John Lydon, also known as Johnny Rotten, the vocalist for the legendary punk band the Sex Pistols and groundbreaking new wave act Public Image Ltd, recently sustained a flea bite to his penis, according to reports.

His injury was one of numerous others after the frontman took in a group of squirrels to his Los Angeles home, as reported by the U.K.’s Daily Star.

The punk icon said he is “not going to blame the poor little squirrels,” even though the pest infestation was the product of his soft spot for the woodland creatures.

“I looked down there this morning at my willy and there’s a fucking flea bite on it,” Lydon said regarding taking an inventory of the consquiences of his animal rescue efforts. “And there’s another one on the inside of my leg.”

He added, “The bites, wow, last night was murder because of it. The itching, too. It’s such a poxy thing to get caught out on. The only way around it … is to Vaseline my legs.”

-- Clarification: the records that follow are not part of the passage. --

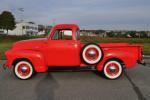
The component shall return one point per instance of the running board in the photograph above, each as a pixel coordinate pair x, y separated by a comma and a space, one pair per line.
61, 69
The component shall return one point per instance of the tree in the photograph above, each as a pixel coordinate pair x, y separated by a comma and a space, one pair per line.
7, 21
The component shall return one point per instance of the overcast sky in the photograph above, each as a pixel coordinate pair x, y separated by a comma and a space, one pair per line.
89, 14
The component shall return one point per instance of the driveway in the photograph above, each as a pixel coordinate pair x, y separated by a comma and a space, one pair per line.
76, 85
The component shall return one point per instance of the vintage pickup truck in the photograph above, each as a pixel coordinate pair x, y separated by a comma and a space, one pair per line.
62, 48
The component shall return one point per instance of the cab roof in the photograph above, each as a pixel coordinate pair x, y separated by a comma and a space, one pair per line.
66, 26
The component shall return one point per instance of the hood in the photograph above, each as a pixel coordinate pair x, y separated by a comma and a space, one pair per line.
29, 44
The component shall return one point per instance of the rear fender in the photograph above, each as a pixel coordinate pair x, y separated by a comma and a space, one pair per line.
127, 58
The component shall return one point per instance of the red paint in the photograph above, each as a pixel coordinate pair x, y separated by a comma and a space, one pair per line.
46, 52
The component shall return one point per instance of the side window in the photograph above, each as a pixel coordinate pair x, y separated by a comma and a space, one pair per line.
64, 34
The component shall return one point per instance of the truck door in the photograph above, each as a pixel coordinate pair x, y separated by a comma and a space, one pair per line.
62, 50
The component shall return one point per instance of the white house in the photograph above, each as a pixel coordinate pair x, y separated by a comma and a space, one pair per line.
24, 28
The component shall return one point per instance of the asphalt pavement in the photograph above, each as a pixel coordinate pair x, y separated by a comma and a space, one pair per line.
77, 85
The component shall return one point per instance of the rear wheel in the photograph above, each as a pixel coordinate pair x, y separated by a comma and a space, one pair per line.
23, 70
113, 69
91, 54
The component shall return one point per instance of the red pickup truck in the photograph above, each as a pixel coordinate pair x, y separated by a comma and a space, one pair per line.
62, 48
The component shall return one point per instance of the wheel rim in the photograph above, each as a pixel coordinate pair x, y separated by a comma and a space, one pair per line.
23, 70
91, 54
112, 69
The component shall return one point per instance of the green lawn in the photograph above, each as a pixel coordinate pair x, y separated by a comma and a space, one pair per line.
7, 41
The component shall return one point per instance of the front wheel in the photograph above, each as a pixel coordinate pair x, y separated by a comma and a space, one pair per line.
23, 70
112, 69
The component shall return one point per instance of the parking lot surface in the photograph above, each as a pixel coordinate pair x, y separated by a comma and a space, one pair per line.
76, 85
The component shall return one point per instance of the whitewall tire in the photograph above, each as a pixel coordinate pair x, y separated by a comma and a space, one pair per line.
23, 70
112, 69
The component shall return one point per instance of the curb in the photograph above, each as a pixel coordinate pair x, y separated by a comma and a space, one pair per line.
146, 56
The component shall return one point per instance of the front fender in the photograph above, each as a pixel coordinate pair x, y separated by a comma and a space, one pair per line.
35, 57
126, 57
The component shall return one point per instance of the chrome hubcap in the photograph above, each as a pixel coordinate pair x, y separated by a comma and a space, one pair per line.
112, 68
24, 69
92, 53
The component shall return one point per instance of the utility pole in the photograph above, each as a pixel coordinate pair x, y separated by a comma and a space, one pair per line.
21, 10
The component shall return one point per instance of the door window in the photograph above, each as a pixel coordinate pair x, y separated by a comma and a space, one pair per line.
64, 34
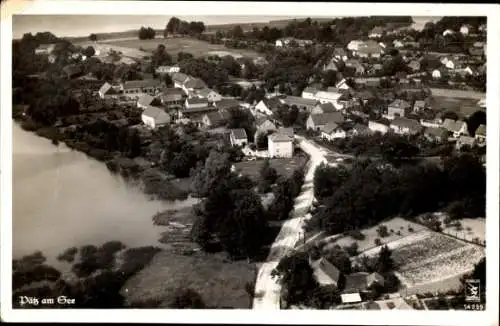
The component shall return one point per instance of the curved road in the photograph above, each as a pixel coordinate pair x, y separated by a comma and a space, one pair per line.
267, 289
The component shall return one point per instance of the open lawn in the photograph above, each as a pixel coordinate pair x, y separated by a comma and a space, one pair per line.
464, 107
284, 166
399, 229
220, 283
173, 46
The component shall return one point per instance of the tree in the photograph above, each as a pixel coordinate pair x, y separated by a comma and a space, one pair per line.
146, 33
89, 52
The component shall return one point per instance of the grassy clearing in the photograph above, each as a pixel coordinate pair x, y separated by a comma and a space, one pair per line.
220, 283
173, 46
400, 229
284, 166
464, 107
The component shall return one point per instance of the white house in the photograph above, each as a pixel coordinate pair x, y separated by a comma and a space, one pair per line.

Lydon first mentioned his adoption of his squirrel friends in his book I Could Be Wrong, I Could Be Right, which came out just last month. The vocalist recalled how he gave the squirrels a new home in his Venice Beach residence.

Lydon continued to say that he hopes the animals “don’t get the wrong idea” after he provided them with a new place to stay.

“I’m determined to keep my squirrel friends independent,” he said. “There’s no petting. If they want to nudge up that’s fine, but I know it’s for a peanut and not because I’m lovely.”

The 64-year old rocker still finds ways to make headlines in the media in 2020, but it usually is not for nibbles on his willy.

Over the last few years the legendary troublemaker, who holds citizenship in Britain, Ireland, and America, has raised eyebrows in the press for his open support of President Donald Trump.

Lydon spoke to Good Morning Britain on the day after the election to explain his support for Trump. “It makes complete sense to me to vote for a person who actually talks about my kind of people,” Lydon stated. “Trump is not a politician. He’s never claimed to be. How unusually exceptionally wonderful is that for people like me, working class people.”

“We’re bored of ‘intellectual’ left-wing ideas,” Lydon added. “We can’t take much of you. You talk twaddle. Everything you do – you just miss the point of who the general population are.”

In September, a picture of the punk menace wearing a MAGA shirt had progressives beside themselves after the photo hit social media. Later, in October, the musician publicly accused Joe Biden of having dementia on the BBC’s “Newsday.”

“Joe Biden is, in all practicality, senile, and delinquently senile. My wife has Alzheimer’s — I know the symptoms.”

“I don’t think lockdown is doing any good for anybody,” he added.

“Wrecking an economy is not the smartest move to cure any illness or virus or disease. We’re all capable of wearing masks. We’re all smart enough not to want to give each other filthy, horrible viruses. Give people the chance to work. Don’t just close everything down. This is not Stalin at work here. But, I swear, the governments are beginning to feel that way. We have to hold ourselves responsible at some point in order for our society to exist at all.

“Already there were rumors flying around that there was an even stronger strain of this COVID, or whatever you want to call it, coming down the pipeline. So we might as well just close everything down and collapse.”